Kejatuhan IHSG yang begitu dalam merupakan efek secara langsung dari turunnya sejumlah saham big caps. Berikut daftarnya:

  1. Dian Swastatika Sentosa (DSSA) menekan 52,47 poin
  2. Bank Central Asia (BBCA) menekan 47,53 poin
  3. Barito Renewables Energy (BREN) menekan 43,64 poin
  4. Bumi Resources Minerals (BRMS) menekan 24,72 poin
  5. Bank Mandiri (BMRI) menekan 24,15 poin
  6. Telkom Indonesia (TLKM) menekan 23,22 poin
  7. Bank Rakyat Indonesia (BBRI) menekan 22,08 poin
  8. Barito Pacific (BRPT) menekan 19,85 poin
  9. DCI Indonesia (DCII) menekan 16,99 poin
  10. Mora Telematika Indonesia (MORA) menekan 15,31 poin

Risiko MSCI Picu Goldman dan UBS Pangkas Rating Saham RI

UBS menurunkan peringkat saham Indonesia menjadi netral dari sebelumnya overweight setelah MSCI menyampaikan kecemasannya terkait kelayakan investasi (investibility) dan memperingatkan adanya potensi reklasifikasi ke status pasar frontier–market

“Kami menilai tekanan (overhang) terhadap pasar secara keseluruhan kemungkinan akan tetap berlanjut hingga terdapat kejelasan mengenai regulasi serta hasil penilaian ulang dari MSCI,” tulis analis UBS, termasuk Sunil Tirumalai, dalam catatan terbarunya, mengutip Bloomberg.

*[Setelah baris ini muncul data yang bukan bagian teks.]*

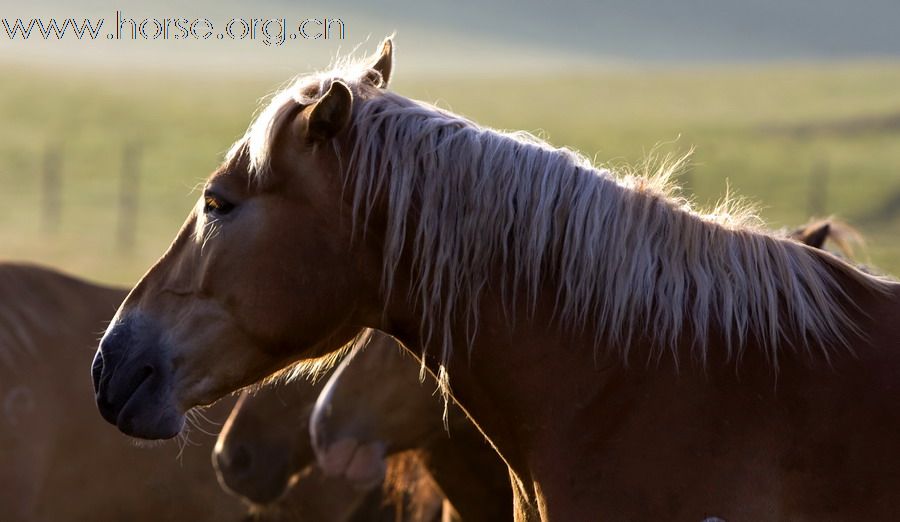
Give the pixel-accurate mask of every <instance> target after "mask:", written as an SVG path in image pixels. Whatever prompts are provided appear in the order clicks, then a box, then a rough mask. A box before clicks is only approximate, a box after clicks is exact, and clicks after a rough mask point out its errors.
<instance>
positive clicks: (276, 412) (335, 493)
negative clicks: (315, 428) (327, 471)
mask: <svg viewBox="0 0 900 522" xmlns="http://www.w3.org/2000/svg"><path fill="white" fill-rule="evenodd" d="M324 383H325V381H324V380H319V381H317V382H316V383H315V384H313V383H311V382H309V381H307V380H306V379H295V380H293V381H290V382H287V383H283V384H281V383H279V384H271V385H268V386H263V387H260V388H259V389H258V390H255V391H254V392H253V393H250V392H247V391H245V392H243V393H242V394H241V397H240V398H239V399H238V402H237V404H235V406H234V409H233V410H232V412H231V415H229V417H228V420H227V421H226V422H225V425H224V426H223V428H222V431H221V432H220V433H219V439H218V441H217V442H216V449H215V452H214V453H213V464H214V465H215V468H216V474H217V475H218V477H219V482H220V483H221V484H222V486H223V487H224V488H226V489H227V490H228V491H230V492H232V493H233V494H235V495H237V496H238V497H240V498H242V499H243V500H244V501H245V502H246V503H248V504H250V505H251V510H252V511H254V512H261V513H265V514H267V515H269V516H271V514H272V513H284V514H285V516H289V515H290V514H293V515H294V517H295V518H287V520H315V521H329V522H339V521H342V520H343V521H349V520H360V521H361V520H372V521H374V520H384V521H386V522H390V521H393V520H395V519H397V518H398V517H399V518H400V519H402V520H432V519H433V518H434V517H435V516H439V515H440V509H441V500H442V496H441V495H439V494H438V492H437V491H435V490H434V488H429V487H428V486H429V485H428V483H426V482H422V483H420V482H419V481H416V484H415V485H416V486H419V489H418V490H417V493H418V494H417V495H413V496H410V495H405V496H404V495H397V496H393V495H391V496H388V497H387V498H386V497H385V495H384V492H383V490H382V488H381V487H376V486H378V485H380V484H381V481H380V480H378V481H372V482H370V483H367V484H362V485H361V484H358V483H351V482H350V481H348V480H346V479H343V478H340V477H337V478H334V477H326V476H323V475H322V472H321V471H320V470H319V469H318V467H317V466H315V455H314V453H313V450H312V446H311V444H310V437H309V426H308V424H309V417H310V413H311V411H312V409H313V406H314V405H315V402H316V398H317V397H318V394H319V391H320V390H321V388H322V385H323V384H324ZM380 478H382V477H379V479H380ZM286 505H287V506H286Z"/></svg>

Secara keseluruhan, kepemilikan saham Indonesia oleh investor global dan pasar berkembang Emerging–Market berada di level terendah (trough), meskipun masih berada pada posisi overweight, menurut UBS.

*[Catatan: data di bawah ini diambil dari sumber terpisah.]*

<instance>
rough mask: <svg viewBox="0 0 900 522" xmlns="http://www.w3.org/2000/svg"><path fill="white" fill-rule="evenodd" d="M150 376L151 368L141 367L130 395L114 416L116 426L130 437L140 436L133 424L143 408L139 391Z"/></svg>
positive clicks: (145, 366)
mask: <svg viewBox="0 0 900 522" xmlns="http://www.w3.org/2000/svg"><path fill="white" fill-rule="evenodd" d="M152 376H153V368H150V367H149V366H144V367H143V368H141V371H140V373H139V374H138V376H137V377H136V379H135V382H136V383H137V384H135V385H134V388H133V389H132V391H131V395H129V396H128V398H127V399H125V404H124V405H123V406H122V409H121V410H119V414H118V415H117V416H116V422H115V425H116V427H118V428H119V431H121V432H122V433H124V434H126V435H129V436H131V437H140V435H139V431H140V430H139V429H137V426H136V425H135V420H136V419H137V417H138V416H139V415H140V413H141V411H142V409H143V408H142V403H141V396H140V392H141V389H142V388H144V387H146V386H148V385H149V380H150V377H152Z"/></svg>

Adapun, Goldman Sachs Group Inc. juga menurunkan peringkat saham Indonesia menjadi underweight, memperingatkan kecemasannya MSCI terkait kelayakan investasi dapat memicu arus keluar lebih dari US$13 miliar jika peringkat pasar diturunkan menjadi status Frontier Market.

Goldman Sachs memperhitungkan skenario ekstrem di mana Indonesia diklasifikasikan ulang dari pasar negara berkembang, dana pasif yang mengikuti MSCI berpotensi sell–off menjual hingga US$7,8 miliar. Arus keluar lebih lanjut sebesar US$5,6 miliar juga dapat dipicu jika FTSE Russell meninjau ulang metodologi dan status free–float.

“Kami memperkirakan penjualan pasif lebih lanjut dan menganggap perkembangan ini sebagai beban yang akan menghambat kinerja pasar,” tulis analis termasuk Timothy Moe dalam laporan.